Review | Songlines

Across the Field

Rating: ★★★

View album and artist details

Album and Artist Details

Artist/band:

House and Land

Label:

Thrill Jockey Records

November/2019

Across the Field has an appealingly ramshackle, rough-edged, home-made quality across its seven tracks. There is a refreshingly quirky and eccentric spontaneity to these traditional songs from the US and UK. House and Land are an inventive North Carolina-based duo of multi-instrumentalists, Sarah Louise and Sally Anne Morgan, and Across the Field captures the sound of like-minded musicians trying out different things on well-worn instruments. Their version of ‘The Blacksmith’, the lament of a girl betrayed known to many from Vaughan Williams & Bert Lloyd's Penguin Book of English Folk Songs, features trippy glockenspiel and tin whistle riffs atop a mesmeric squeezebox drone, although it never quite tips over into the intense retro spook-folk that it deserves.

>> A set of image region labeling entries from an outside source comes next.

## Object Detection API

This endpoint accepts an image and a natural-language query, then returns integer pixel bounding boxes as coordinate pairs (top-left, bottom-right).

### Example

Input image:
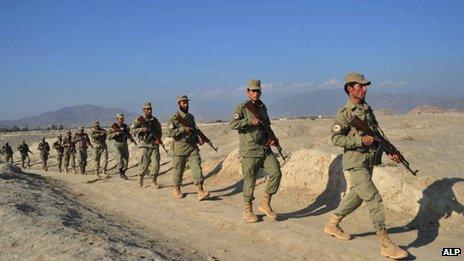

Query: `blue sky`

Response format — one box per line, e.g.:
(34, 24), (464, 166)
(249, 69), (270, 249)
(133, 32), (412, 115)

(0, 0), (464, 120)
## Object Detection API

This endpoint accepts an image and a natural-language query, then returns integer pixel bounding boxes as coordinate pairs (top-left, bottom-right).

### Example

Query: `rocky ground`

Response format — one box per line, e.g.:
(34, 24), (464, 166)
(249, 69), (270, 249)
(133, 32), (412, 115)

(0, 113), (464, 260)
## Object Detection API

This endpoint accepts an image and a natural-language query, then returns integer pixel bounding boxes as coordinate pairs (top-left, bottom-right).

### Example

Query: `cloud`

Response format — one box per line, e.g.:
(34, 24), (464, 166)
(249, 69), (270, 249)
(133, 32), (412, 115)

(377, 80), (408, 88)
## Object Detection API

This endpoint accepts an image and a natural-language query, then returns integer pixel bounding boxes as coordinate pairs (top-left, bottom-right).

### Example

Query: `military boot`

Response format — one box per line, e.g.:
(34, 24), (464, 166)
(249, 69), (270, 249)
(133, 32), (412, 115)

(377, 229), (409, 259)
(151, 176), (161, 189)
(243, 202), (258, 223)
(258, 194), (277, 220)
(172, 186), (184, 199)
(324, 214), (351, 240)
(197, 184), (209, 201)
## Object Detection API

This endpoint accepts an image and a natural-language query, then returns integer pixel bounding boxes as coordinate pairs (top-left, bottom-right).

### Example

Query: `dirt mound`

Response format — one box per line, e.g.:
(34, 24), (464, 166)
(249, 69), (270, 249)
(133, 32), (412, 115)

(0, 164), (198, 260)
(408, 105), (447, 114)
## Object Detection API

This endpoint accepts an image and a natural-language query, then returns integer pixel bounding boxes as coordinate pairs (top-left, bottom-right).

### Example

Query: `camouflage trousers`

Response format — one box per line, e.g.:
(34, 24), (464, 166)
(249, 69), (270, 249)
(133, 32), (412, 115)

(139, 147), (161, 181)
(95, 146), (108, 171)
(56, 153), (63, 171)
(241, 151), (282, 202)
(21, 153), (31, 168)
(77, 149), (87, 174)
(115, 142), (129, 172)
(172, 149), (203, 187)
(335, 167), (385, 231)
(64, 151), (76, 170)
(39, 153), (48, 169)
(5, 154), (13, 163)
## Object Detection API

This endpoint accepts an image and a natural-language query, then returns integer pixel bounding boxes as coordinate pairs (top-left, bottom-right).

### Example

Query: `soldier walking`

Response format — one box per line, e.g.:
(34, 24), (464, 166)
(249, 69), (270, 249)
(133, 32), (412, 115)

(1, 141), (13, 163)
(74, 127), (93, 175)
(131, 102), (163, 189)
(324, 73), (409, 259)
(108, 113), (135, 179)
(37, 138), (50, 171)
(167, 95), (209, 201)
(52, 134), (64, 173)
(63, 130), (76, 174)
(230, 79), (282, 223)
(90, 121), (108, 178)
(18, 140), (32, 169)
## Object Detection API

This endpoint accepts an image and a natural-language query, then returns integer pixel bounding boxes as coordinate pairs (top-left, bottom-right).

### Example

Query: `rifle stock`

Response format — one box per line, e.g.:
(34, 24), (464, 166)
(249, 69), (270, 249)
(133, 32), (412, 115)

(348, 115), (419, 176)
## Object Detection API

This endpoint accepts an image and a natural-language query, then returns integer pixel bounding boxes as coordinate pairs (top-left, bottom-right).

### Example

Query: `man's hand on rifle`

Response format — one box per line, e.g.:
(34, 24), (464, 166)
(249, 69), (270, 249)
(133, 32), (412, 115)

(387, 154), (403, 163)
(250, 118), (262, 126)
(362, 135), (375, 146)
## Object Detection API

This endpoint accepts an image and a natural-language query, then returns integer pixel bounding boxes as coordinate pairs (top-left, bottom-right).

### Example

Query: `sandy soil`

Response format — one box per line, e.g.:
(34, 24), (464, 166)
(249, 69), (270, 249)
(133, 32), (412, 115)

(0, 113), (464, 260)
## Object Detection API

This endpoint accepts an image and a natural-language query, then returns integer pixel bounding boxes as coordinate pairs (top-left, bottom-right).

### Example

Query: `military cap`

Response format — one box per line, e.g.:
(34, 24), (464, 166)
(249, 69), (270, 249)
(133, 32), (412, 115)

(247, 79), (261, 90)
(177, 95), (190, 102)
(142, 102), (152, 109)
(345, 72), (371, 85)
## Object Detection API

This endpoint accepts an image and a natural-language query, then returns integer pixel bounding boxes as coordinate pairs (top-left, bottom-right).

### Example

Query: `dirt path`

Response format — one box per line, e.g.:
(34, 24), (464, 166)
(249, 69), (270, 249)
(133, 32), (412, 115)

(29, 161), (463, 260)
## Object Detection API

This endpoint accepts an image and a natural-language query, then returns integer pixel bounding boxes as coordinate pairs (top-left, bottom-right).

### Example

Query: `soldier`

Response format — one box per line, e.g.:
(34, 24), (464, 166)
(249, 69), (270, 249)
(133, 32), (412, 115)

(131, 102), (163, 189)
(53, 134), (64, 173)
(18, 140), (32, 169)
(90, 121), (108, 178)
(167, 95), (209, 201)
(63, 130), (76, 174)
(1, 141), (13, 163)
(108, 113), (135, 179)
(324, 73), (409, 259)
(230, 79), (282, 223)
(37, 138), (50, 171)
(74, 127), (93, 175)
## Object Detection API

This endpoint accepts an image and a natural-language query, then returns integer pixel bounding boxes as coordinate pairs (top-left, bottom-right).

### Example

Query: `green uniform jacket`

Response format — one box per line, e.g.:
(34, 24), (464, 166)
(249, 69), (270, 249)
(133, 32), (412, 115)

(90, 128), (107, 149)
(108, 123), (132, 147)
(331, 100), (377, 170)
(2, 145), (13, 156)
(131, 116), (163, 148)
(230, 101), (274, 158)
(74, 133), (90, 150)
(63, 136), (76, 153)
(167, 111), (199, 156)
(37, 142), (50, 155)
(18, 143), (29, 155)
(53, 140), (64, 155)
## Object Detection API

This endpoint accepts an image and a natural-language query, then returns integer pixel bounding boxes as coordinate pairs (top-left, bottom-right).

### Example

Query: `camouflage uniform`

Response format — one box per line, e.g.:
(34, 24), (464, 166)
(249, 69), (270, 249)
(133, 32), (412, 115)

(90, 121), (108, 176)
(131, 103), (163, 187)
(37, 138), (50, 171)
(230, 80), (282, 222)
(74, 127), (92, 175)
(166, 95), (209, 200)
(2, 142), (13, 163)
(52, 134), (64, 172)
(18, 141), (31, 168)
(324, 73), (409, 259)
(108, 113), (133, 179)
(63, 131), (76, 174)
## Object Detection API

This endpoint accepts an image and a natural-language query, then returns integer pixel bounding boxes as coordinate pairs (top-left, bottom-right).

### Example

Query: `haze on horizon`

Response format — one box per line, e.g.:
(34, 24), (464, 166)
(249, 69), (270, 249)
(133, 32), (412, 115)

(0, 0), (464, 120)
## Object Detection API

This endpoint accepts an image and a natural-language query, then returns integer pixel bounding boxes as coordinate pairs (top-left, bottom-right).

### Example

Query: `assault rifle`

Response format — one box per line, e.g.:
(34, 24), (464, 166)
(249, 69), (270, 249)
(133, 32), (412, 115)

(348, 115), (419, 176)
(176, 114), (218, 152)
(245, 101), (286, 161)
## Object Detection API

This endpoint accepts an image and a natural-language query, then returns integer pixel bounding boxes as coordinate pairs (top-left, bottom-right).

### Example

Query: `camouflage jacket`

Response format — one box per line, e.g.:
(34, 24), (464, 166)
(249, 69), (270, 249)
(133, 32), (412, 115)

(90, 128), (108, 149)
(331, 100), (378, 170)
(166, 111), (199, 156)
(131, 116), (163, 148)
(37, 141), (50, 154)
(230, 101), (274, 158)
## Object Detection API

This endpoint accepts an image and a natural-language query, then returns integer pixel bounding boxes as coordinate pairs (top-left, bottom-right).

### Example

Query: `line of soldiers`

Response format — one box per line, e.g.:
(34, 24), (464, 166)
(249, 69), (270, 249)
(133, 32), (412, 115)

(2, 73), (409, 259)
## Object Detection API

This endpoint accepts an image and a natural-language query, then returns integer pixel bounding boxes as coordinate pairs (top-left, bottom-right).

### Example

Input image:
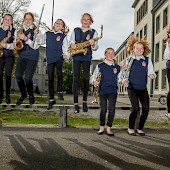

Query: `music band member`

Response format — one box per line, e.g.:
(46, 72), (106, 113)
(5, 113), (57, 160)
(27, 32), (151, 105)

(164, 25), (170, 120)
(39, 19), (69, 110)
(0, 13), (15, 104)
(14, 12), (39, 105)
(123, 36), (156, 136)
(90, 48), (120, 136)
(70, 13), (98, 113)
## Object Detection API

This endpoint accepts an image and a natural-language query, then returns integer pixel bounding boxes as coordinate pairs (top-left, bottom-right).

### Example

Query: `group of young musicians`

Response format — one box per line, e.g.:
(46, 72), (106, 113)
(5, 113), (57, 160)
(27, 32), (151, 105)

(0, 12), (169, 136)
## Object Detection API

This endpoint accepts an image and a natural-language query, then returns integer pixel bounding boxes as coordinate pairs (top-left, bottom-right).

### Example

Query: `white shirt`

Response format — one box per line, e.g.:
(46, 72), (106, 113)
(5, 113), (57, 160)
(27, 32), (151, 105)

(37, 31), (70, 59)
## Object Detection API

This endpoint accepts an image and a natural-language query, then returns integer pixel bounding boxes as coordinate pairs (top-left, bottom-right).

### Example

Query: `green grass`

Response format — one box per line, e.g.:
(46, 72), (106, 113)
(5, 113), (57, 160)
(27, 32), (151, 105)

(0, 108), (170, 127)
(4, 93), (72, 104)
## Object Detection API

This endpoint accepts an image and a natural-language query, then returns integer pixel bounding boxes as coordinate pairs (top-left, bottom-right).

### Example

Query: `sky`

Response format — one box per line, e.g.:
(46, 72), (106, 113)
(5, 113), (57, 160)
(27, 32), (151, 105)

(29, 0), (134, 59)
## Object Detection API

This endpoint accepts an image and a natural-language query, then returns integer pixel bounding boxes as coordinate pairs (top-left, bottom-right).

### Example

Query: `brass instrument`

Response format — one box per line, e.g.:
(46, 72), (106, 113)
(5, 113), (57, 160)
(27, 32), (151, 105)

(119, 56), (133, 85)
(68, 25), (103, 57)
(92, 72), (101, 104)
(14, 27), (24, 55)
(0, 31), (11, 57)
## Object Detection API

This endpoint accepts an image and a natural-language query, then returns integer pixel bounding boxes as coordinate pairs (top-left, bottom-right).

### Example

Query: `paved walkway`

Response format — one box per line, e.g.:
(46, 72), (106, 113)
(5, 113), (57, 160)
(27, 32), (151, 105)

(0, 126), (170, 170)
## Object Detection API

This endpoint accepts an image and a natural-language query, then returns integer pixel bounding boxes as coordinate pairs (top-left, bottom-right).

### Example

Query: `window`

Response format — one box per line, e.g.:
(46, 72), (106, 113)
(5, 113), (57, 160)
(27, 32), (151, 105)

(162, 39), (166, 59)
(163, 8), (168, 28)
(156, 15), (160, 33)
(155, 71), (159, 89)
(155, 43), (160, 62)
(144, 24), (147, 38)
(161, 69), (166, 89)
(136, 33), (139, 37)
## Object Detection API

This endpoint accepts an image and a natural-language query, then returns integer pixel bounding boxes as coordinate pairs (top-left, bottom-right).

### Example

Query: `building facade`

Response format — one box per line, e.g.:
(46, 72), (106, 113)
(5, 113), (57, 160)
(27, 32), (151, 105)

(116, 0), (170, 95)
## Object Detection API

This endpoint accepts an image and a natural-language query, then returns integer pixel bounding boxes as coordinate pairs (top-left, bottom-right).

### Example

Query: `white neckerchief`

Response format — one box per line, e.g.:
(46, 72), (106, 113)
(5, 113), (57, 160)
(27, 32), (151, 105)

(81, 27), (92, 32)
(104, 59), (115, 66)
(2, 25), (12, 31)
(23, 24), (35, 31)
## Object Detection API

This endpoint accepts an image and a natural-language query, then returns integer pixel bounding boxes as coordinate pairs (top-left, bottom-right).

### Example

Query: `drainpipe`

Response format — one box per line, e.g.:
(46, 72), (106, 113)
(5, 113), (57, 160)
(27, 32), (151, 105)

(150, 12), (155, 97)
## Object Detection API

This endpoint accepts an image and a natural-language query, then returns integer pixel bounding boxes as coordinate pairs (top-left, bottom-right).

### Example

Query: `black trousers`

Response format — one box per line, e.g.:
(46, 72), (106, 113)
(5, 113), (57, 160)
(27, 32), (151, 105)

(99, 94), (117, 127)
(0, 56), (15, 98)
(47, 61), (63, 99)
(16, 57), (37, 97)
(128, 90), (149, 130)
(166, 68), (170, 113)
(73, 61), (91, 103)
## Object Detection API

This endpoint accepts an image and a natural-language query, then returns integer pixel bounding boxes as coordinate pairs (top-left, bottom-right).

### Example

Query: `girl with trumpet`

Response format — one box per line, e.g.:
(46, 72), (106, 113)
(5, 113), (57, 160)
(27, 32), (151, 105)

(14, 12), (39, 105)
(70, 13), (98, 113)
(123, 35), (156, 136)
(90, 48), (120, 136)
(38, 19), (69, 110)
(0, 13), (15, 104)
(164, 24), (170, 120)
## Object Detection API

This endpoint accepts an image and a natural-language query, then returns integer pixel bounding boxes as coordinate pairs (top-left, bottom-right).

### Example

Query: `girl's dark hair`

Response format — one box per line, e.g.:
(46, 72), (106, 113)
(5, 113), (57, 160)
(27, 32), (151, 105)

(24, 12), (34, 22)
(2, 13), (13, 20)
(54, 19), (69, 34)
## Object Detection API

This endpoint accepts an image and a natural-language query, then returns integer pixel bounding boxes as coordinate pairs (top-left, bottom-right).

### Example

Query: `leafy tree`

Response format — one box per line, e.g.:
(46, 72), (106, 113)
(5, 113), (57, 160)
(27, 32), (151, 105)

(0, 0), (31, 25)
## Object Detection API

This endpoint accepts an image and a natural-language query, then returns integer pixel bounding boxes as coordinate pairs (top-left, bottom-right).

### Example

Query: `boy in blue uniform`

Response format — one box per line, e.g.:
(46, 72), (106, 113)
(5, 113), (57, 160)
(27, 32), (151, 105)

(90, 48), (120, 136)
(14, 12), (39, 105)
(123, 36), (156, 136)
(70, 13), (98, 113)
(0, 14), (15, 104)
(39, 19), (69, 110)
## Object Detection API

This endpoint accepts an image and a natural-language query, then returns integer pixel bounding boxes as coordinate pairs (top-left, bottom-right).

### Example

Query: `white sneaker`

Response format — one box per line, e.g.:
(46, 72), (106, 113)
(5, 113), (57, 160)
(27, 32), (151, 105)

(127, 128), (136, 136)
(137, 129), (145, 136)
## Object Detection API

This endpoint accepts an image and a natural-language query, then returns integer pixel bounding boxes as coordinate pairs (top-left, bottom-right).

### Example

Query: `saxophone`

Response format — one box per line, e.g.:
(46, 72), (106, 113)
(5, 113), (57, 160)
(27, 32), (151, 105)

(0, 31), (11, 57)
(119, 56), (133, 85)
(14, 27), (24, 55)
(68, 25), (103, 57)
(92, 72), (102, 104)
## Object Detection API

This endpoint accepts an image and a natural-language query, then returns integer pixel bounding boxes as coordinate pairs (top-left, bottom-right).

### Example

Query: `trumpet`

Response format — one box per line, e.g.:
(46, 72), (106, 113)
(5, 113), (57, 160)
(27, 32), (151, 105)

(92, 72), (102, 104)
(68, 25), (103, 57)
(14, 27), (24, 55)
(0, 31), (11, 57)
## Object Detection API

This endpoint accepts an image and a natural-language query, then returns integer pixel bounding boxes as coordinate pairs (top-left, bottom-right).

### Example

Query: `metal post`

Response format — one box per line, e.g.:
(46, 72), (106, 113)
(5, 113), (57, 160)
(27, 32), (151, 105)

(51, 0), (54, 29)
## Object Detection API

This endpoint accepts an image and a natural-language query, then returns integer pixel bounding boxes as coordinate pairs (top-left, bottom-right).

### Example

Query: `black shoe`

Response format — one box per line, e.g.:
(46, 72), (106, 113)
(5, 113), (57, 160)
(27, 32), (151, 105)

(0, 98), (3, 104)
(47, 100), (56, 110)
(83, 102), (88, 112)
(106, 132), (114, 136)
(74, 105), (80, 113)
(58, 93), (64, 100)
(6, 95), (11, 104)
(16, 96), (26, 105)
(97, 130), (104, 135)
(29, 96), (35, 105)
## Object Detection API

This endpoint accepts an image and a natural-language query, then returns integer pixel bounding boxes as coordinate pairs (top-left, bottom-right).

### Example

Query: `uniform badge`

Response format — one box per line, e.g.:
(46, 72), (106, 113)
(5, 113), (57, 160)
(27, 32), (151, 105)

(56, 36), (61, 41)
(142, 61), (146, 67)
(113, 68), (117, 74)
(86, 34), (90, 41)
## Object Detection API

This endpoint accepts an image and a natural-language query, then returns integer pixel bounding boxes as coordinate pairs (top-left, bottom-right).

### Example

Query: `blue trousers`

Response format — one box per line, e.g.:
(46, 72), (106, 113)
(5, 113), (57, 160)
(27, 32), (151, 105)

(16, 57), (37, 96)
(99, 94), (117, 127)
(0, 56), (15, 98)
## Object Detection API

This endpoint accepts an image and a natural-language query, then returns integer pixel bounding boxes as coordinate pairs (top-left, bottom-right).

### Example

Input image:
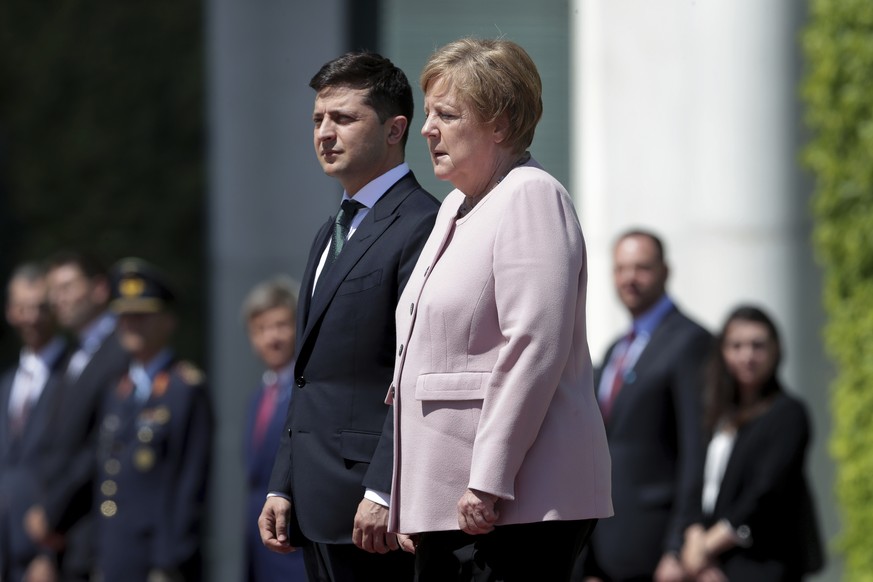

The album is, it must be said, a little hit and miss. The pair's singing voices sometimes sound a trifle affected, erring on the side of an over-earnest stridency or an atmospheric waftiness. And there are some passages of sustained instrumental noodling that doesn't really go anywhere. The most effective tracks are where the duo's combined string instruments jangle sympathetically in a homespun wall of sound that favourably sets off their singing voices, framing them in an American old-time context. The opener, ‘Two Sisters,’ pairs banjo with simple but mesmeric electric guitar. Similarly, ‘Precious Jewels’ blends banjo with, by the sounds of it, dulcimer to achieve a crystalline quality. On these tracks the duo sound like the wayward heirs of an American tradition that encompasses the likes of Hazel Dickens & Alice Gerrard or Sarah Ogan Gunning.